Interpreting Elevated LDH Levels
An elevated total LDH level is a generalized signal of cell damage, but it requires further investigation to pinpoint the exact cause and location of the injury. Significant elevations can be broadly categorized into conditions that cause increased cell turnover or those that result in localized organ damage.
One category involves hematologic conditions where red blood cell destruction is accelerated, such as in hemolytic anemia or megaloblastic anemia. Since red blood cells contain high concentrations of LDH, their rapid breakdown releases large amounts of the enzyme into the serum. Similarly, conditions causing acute injury to major organs lead to leakage of the enzyme from those specific tissues.

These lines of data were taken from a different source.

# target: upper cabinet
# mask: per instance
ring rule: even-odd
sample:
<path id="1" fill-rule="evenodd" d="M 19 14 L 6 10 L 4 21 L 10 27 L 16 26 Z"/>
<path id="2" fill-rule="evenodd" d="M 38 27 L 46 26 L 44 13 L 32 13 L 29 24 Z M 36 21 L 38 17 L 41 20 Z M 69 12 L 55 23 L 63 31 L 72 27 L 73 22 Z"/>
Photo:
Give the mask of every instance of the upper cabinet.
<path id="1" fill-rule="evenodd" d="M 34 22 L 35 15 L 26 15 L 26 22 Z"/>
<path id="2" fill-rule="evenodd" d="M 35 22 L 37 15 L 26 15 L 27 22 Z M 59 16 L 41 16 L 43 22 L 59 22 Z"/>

Conditions affecting the liver, such as hepatitis or cirrhosis, frequently result in high LDH levels. The enzyme also rises with acute injuries to the kidneys, or in cases of severe trauma or disease involving the skeletal muscle, such as muscular dystrophy or rhabdomyolysis. Systemic issues like severe or widespread infections, including sepsis, also result in generalized tissue damage that pushes LDH levels above the normal threshold.
LDH is also a widely used marker in the evaluation of cancer, particularly in lymphomas and testicular cancers. In these malignancies, higher LDH often correlates with a greater tumor burden or more aggressive disease activity. Very high levels, sometimes exceeding 1,500 U/L, can suggest massive cellular destruction, seen in advanced cancers, extensive burns, or severe multiple organ failure. A high LDH result is rarely diagnostic by itself and is always evaluated alongside other specific blood tests and a patient’s overall clinical presentation.
The Role of LDH Isoenzymes in Diagnosis
To overcome the non-specific nature of the total LDH test, a secondary analysis called isoenzyme fractionation can be performed. LDH exists as five subtypes, known as isoenzymes (LDH-1 through LDH-5). Each of these isoenzymes is concentrated primarily in specific tissues throughout the body.
For example, LDH-1 is primarily found in the heart and red blood cells, while LDH-5 is largely concentrated in the liver and skeletal muscle. LDH-3 is the most abundant subtype in the lungs and spleen. When the total LDH is elevated, measuring the relative proportions of these five isoenzymes can help localize the source of the cellular damage.
An isoenzyme pattern showing high LDH-5, for instance, would strongly suggest the damage originated in the liver or muscle tissue. Conversely, a high level of LDH-1 can point toward heart injury or a condition involving red blood cell breakdown. This fractionation test provides the necessary detail to move from the general observation of “tissue damage” to a more specific indication of which organ system is affected.